The :class:`~tianshou.data.ReplayBuffer` is based on ``numpy.ndarray``. Tianshou provides other type of data buffer such as :class:`~tianshou.data.ListReplayBuffer` (based on list), :class:`~tianshou.data.PrioritizedReplayBuffer` (based on Segment Tree and ``numpy.ndarray``). Check out the API documentation for more detail.


Policy
------

Tianshou aims to modularizing RL algorithms. It comes into several classes of policies in Tianshou. All of the policy classes must inherit :class:`~tianshou.policy.BasePolicy`.
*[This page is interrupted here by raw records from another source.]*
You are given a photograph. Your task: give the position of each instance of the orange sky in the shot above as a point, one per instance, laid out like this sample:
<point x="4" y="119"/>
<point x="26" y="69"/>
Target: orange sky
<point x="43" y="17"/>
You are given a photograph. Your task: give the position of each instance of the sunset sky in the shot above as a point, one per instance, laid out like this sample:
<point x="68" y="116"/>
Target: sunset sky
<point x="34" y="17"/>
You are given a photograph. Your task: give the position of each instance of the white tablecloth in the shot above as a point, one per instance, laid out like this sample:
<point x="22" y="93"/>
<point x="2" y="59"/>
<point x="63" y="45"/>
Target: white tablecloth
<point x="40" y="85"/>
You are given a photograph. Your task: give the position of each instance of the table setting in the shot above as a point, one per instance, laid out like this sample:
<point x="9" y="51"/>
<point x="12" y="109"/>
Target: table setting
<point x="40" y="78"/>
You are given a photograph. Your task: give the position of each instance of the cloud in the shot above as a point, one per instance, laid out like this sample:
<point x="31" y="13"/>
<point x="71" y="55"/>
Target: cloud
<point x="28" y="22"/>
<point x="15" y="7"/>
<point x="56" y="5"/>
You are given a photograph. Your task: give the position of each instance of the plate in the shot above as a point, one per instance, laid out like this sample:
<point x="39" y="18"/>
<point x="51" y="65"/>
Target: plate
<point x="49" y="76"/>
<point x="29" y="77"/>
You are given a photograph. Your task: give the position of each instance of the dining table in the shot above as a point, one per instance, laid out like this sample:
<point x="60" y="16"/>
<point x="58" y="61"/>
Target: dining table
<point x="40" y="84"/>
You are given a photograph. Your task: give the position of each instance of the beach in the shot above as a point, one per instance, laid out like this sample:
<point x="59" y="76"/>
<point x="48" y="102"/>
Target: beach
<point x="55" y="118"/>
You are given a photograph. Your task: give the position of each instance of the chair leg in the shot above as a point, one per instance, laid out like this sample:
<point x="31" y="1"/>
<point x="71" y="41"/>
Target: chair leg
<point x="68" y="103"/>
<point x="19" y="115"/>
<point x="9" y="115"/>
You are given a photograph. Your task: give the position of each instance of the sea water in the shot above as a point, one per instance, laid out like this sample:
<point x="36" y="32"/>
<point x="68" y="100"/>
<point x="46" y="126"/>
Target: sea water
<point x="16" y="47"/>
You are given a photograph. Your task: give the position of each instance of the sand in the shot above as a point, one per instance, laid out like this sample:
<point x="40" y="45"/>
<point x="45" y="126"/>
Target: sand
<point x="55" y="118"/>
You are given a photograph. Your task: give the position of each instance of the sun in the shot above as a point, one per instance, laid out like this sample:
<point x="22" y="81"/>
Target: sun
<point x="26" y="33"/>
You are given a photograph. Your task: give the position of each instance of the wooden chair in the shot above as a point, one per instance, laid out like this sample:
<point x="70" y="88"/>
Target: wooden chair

For demonstration, we use the source code of policy gradient :class:`~tianshou.policy.PGPolicy`. Policy gradient computes each frame's return as:

.. math::

    G_t = \sum_{i=t}^T \gamma^{i - t}r_i = r_t + \gamma r_{t + 1} + \cdots + \gamma^{T - t} r_T

, where :math:`T` is the terminal timestep, :math:`\gamma` is the discount factor, :math:`\gamma \in (0, 1]`.

This process is done in ``process_fn``


Collector
---------

TODO


Trainer
-------

Once you have a collector and a policy, you can start writing the training method for your RL agent. Trainer, to be honest, is a simple wrapper. It helps you save energy for writing the training loop.

Tianshou has two types of trainer: :meth:`~tianshou.trainer.onpolicy_trainer` and :meth:`~tianshou.trainer.offpolicy_trainer`, corresponding to on-policy algorithms (such as Policy Gradient) and off-policy algorithms (such as DQN). Please check out the API documentation for the usage.

There will be more types of trainer, for instance, multi-agent trainer.


Conclusion
----------

So far, we go through the overall framework of Tianshou. Really simple, isn't it?